Sarkar Sujan K, Gatlin DeVonna M, Das Anushree, Loftin Breyinn, Krause Jeanette A, Abe Manabu, Gudmundsdottir Anna D
Department of Chemistry, University of Cincinnati, Cincinnati, OH 45221, USA.
Org Biomol Chem. 2017 Sep 13;15(35):7380-7386. doi: 10.1039/c7ob01731f.

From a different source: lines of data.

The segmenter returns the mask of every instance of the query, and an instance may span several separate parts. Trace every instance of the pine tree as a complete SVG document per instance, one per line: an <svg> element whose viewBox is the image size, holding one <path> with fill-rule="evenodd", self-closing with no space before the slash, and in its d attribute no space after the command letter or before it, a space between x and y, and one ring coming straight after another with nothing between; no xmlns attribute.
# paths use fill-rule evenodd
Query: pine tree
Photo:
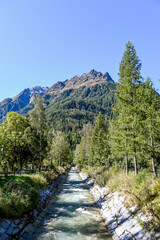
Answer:
<svg viewBox="0 0 160 240"><path fill-rule="evenodd" d="M156 155L159 155L160 145L160 97L153 88L153 83L148 77L143 89L143 102L141 102L140 109L143 113L143 135L144 135L144 148L149 153L151 159L153 174L156 173Z"/></svg>
<svg viewBox="0 0 160 240"><path fill-rule="evenodd" d="M101 112L97 117L93 130L91 152L94 165L108 165L108 130Z"/></svg>
<svg viewBox="0 0 160 240"><path fill-rule="evenodd" d="M37 146L39 156L39 171L41 170L42 160L46 147L46 118L43 107L43 100L40 95L34 98L34 109L29 112L29 122L32 128L31 132L35 132L39 138L39 144Z"/></svg>
<svg viewBox="0 0 160 240"><path fill-rule="evenodd" d="M137 111L137 90L141 86L141 63L131 42L126 44L126 50L119 67L119 83L116 91L116 107L118 131L126 158L128 173L128 154L134 162L135 175L138 173L137 155L139 149L139 122L141 116Z"/></svg>

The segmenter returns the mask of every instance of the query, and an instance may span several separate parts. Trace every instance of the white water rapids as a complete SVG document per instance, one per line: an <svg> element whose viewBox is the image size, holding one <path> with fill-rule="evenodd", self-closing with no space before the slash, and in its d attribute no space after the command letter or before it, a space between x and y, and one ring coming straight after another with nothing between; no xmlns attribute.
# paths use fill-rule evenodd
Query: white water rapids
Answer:
<svg viewBox="0 0 160 240"><path fill-rule="evenodd" d="M86 184L76 168L51 200L47 213L28 240L105 240L111 239Z"/></svg>

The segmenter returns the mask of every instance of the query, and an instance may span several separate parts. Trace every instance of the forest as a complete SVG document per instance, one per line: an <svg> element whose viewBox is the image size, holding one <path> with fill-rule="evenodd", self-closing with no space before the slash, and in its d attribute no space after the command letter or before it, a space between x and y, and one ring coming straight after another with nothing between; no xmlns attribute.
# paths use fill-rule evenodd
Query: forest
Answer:
<svg viewBox="0 0 160 240"><path fill-rule="evenodd" d="M131 204L160 223L160 96L151 79L141 76L141 61L131 42L118 75L112 119L99 112L94 123L83 124L81 130L50 127L40 96L35 97L29 117L7 114L0 126L0 217L8 216L9 204L20 202L11 186L25 180L10 180L11 175L34 173L40 187L75 164L100 186L124 191Z"/></svg>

Irradiation of nanocrystals of azide 1 results in a solid-to-solid reaction that forms imine 2 in high chemical yield. In contrast, solution photolysis of azide 1 yields a mixture of products, with 7 as the major one. Laser flash photolysis (LFP) of a nanocrystalline suspension of azide 1 in water shows selective formation of benzoyl radical 4 (λ ∼ 400 nm), which is short-lived (τ = 833 ns) as it intersystem crosses to form imine 2. In comparison, LFP of azide 1 in methanol reveals the formation of triplet alkylnitrene 10 (λ ∼ 340 nm). The selectivity observed in the solid-state is related to stabilization of the triplet ketone with (n,π*) configuration by the crystal lattice, which results in α-cleavage being favored over triplet energy transfer to the azido chromophore. Both the solid-state and solution reaction mechanisms are further supported by density functional theory calculations. Thus, laser flash photolysis has been used to effectively elucidate the medium dependent reaction mechanisms of azide 1.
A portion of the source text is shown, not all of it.